Economic freedom provides the economic dynamism that allows capitalist countries to massively outstrip all others in production during war (and also during not-war). Both this issue, and the wage and price control crap of the other of today's issues, should be kept to a minimum outside war, and even then.
Such controls plagued humanity, as a primary vector for corruption. What better way to get in the way, to get paid to get out of the way? Ready-made rhertoric. This greatly preceded any remote notions of freedom or democracy. View such rhetoric with a jaundiced eye.
During the Cold War conservatives kept telling us that Soviet military production far outstripped ours -- despite having a much smaller economy and no competition. It was all centrally planned. Explain.
They spent a bigger % of their GDP on defense than we did. There Weapons systems were simpler and built by workers getting peanuts. Pretty Simple.

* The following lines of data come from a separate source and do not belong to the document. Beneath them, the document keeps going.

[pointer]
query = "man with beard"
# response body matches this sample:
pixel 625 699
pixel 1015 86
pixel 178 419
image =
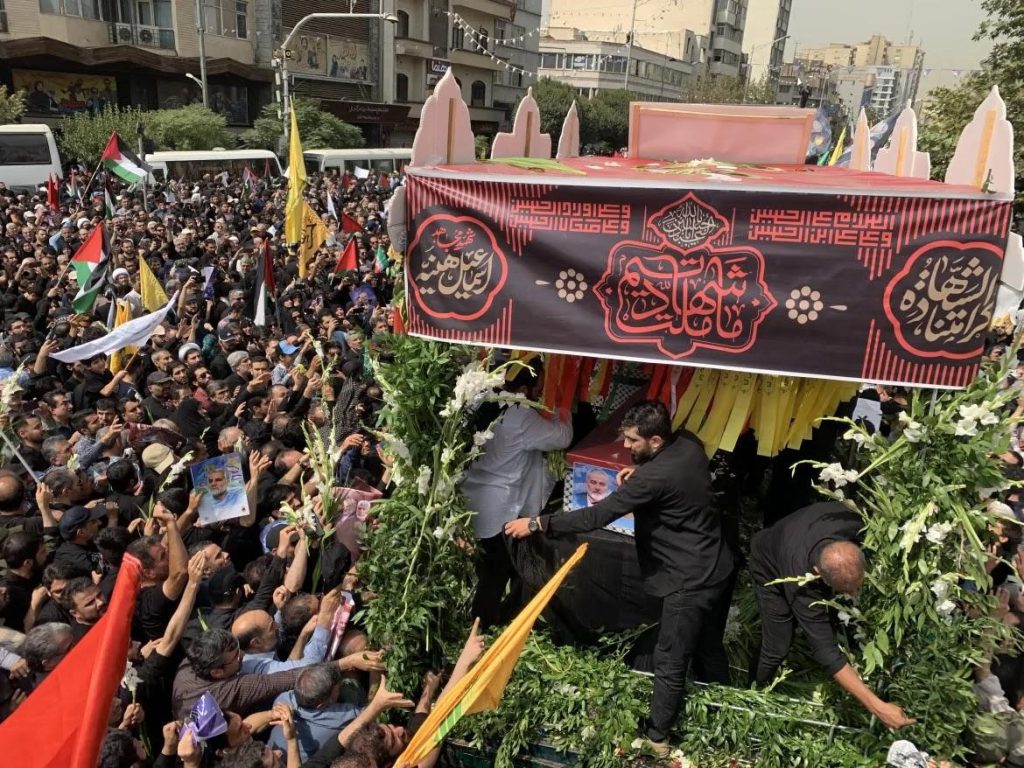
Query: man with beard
pixel 683 556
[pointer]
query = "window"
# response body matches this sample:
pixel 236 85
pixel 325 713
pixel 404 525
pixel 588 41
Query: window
pixel 242 19
pixel 478 93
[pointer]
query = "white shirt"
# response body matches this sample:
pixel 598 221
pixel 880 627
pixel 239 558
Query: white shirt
pixel 511 477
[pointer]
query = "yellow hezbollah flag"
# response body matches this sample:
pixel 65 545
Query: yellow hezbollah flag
pixel 121 315
pixel 314 231
pixel 296 183
pixel 154 296
pixel 481 689
pixel 838 152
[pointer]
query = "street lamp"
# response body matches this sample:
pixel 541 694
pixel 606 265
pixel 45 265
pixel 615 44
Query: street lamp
pixel 200 83
pixel 750 61
pixel 285 96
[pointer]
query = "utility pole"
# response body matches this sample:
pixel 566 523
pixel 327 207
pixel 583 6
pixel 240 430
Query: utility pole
pixel 201 30
pixel 629 46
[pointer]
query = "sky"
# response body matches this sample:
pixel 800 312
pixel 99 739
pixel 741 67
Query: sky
pixel 942 28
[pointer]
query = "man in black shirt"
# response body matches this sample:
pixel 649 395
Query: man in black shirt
pixel 683 556
pixel 821 540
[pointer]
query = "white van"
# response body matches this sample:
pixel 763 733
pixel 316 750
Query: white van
pixel 378 161
pixel 28 156
pixel 192 166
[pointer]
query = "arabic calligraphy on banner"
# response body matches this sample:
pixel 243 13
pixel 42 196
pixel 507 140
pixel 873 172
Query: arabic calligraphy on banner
pixel 710 278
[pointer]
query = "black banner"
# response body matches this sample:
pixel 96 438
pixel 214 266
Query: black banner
pixel 868 288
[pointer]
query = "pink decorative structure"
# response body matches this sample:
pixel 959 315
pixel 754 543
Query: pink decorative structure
pixel 568 141
pixel 860 153
pixel 901 158
pixel 984 156
pixel 733 133
pixel 444 135
pixel 525 140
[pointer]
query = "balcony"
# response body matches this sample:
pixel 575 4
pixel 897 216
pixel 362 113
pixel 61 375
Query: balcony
pixel 407 46
pixel 145 37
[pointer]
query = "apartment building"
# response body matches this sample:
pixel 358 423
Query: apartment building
pixel 666 26
pixel 592 66
pixel 764 38
pixel 74 55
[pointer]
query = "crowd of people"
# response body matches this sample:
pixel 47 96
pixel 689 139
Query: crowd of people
pixel 239 658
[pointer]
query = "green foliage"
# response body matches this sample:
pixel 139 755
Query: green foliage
pixel 193 127
pixel 83 136
pixel 949 110
pixel 318 129
pixel 11 105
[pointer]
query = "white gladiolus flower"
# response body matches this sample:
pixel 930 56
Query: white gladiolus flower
pixel 938 532
pixel 423 480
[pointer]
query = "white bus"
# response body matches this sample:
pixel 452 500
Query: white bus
pixel 192 166
pixel 378 161
pixel 28 156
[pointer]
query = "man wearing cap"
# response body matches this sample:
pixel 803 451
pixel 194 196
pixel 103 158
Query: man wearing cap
pixel 79 526
pixel 158 404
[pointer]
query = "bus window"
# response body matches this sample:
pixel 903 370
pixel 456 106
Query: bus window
pixel 24 148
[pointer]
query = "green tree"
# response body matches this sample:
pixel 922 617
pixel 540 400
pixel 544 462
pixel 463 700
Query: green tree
pixel 554 99
pixel 11 105
pixel 193 127
pixel 317 129
pixel 83 136
pixel 949 110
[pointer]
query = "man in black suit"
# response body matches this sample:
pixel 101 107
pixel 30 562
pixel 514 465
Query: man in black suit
pixel 821 540
pixel 683 556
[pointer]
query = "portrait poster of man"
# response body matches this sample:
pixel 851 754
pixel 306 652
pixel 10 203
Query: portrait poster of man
pixel 591 484
pixel 223 488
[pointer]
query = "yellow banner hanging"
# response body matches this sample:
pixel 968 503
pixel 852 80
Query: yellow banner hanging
pixel 481 689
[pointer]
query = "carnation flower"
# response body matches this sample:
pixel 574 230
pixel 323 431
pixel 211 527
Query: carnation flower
pixel 836 474
pixel 423 480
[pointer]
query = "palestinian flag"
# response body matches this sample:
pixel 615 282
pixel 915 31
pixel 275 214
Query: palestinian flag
pixel 109 207
pixel 91 266
pixel 119 161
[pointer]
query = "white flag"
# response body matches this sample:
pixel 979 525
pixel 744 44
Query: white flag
pixel 133 333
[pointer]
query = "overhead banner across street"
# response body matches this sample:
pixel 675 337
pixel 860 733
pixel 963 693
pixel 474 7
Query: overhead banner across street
pixel 799 270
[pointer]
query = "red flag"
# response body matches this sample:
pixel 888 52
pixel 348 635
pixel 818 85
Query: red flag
pixel 349 261
pixel 52 194
pixel 62 723
pixel 349 225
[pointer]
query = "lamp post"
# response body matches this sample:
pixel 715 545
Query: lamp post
pixel 286 103
pixel 201 30
pixel 750 62
pixel 200 83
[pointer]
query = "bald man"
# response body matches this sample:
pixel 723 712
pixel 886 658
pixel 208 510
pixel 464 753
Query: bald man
pixel 824 540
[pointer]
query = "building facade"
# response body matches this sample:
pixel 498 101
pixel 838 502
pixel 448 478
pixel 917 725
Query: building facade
pixel 707 31
pixel 80 55
pixel 591 66
pixel 764 38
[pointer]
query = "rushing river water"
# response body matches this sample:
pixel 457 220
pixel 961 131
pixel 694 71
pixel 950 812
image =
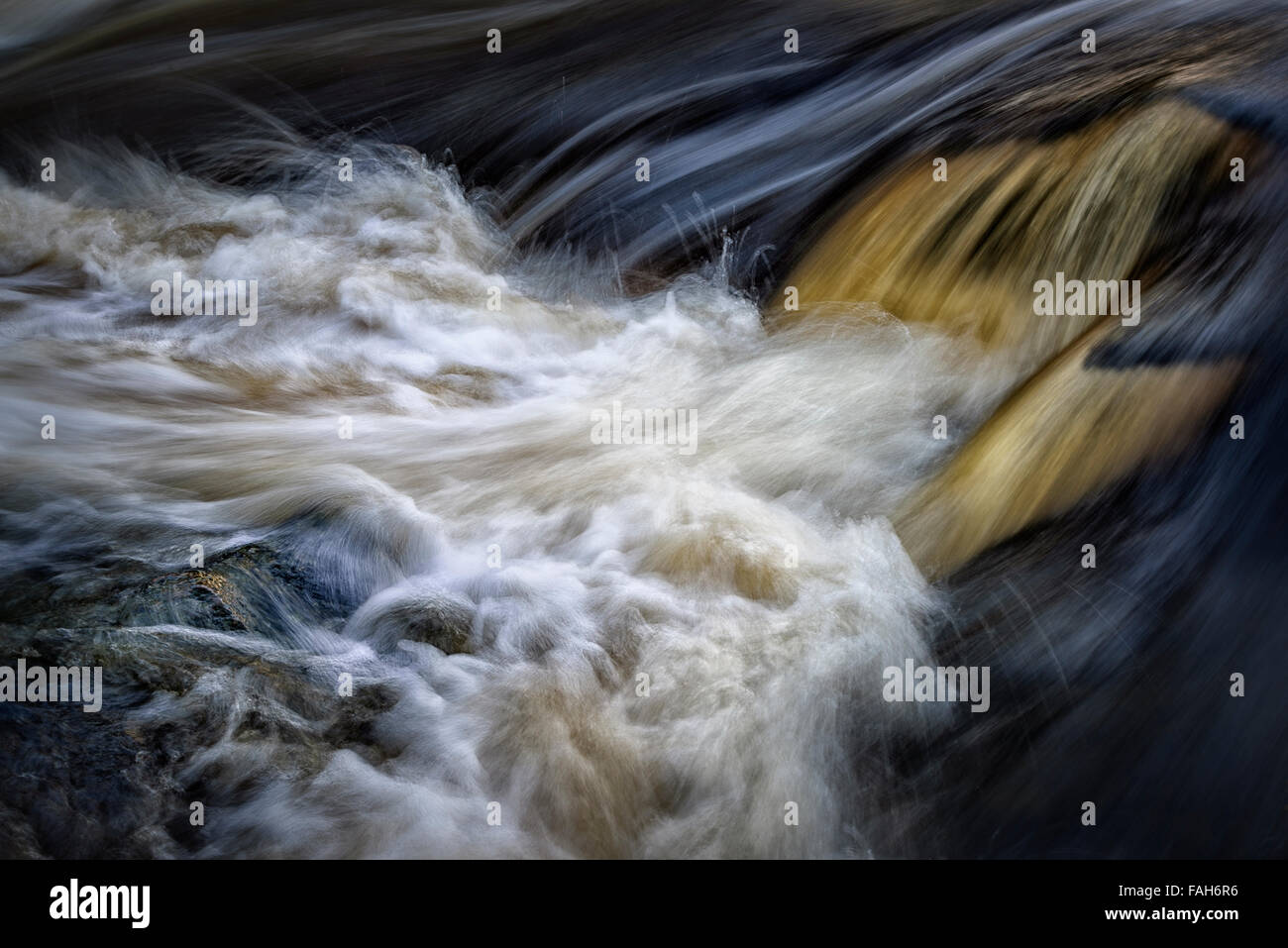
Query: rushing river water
pixel 366 579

As I understand it, gasoline rationing was necessary not because it was used for the war effort (at least initially) but because the German subs were sinking all the gasoline tankers coming up the East Coast, creating a shortage. Apparently there were no pipelines then.
Hey Sarcasto:
"HARRISBURG, Pa. (AP) — A liberal activist asked a Pennsylvania court on Tuesday to bar U.S. Rep. Scott Perry from the state’s primary ballot, arguing that Perry isn’t eligible because of his efforts to keep President Donald Trump in office and block the transfer of power to Democrat Joe Biden." January 2, 2024
Dems would never use the Trump precedent against others, right?
"A liberal activist" is not "Dems," but why wouldn't Dems use a provision of the constitution expressly meant to protect the country from insurrectionists, against insurrectionists?
Rationing would not work today. A large percentage of the population would be gulled into believing it’s a conspiracy in the service of incipient tyranny.
Mandatory sacrifice is a whole different kettle of fish from the noble "sacrifice" as you used it.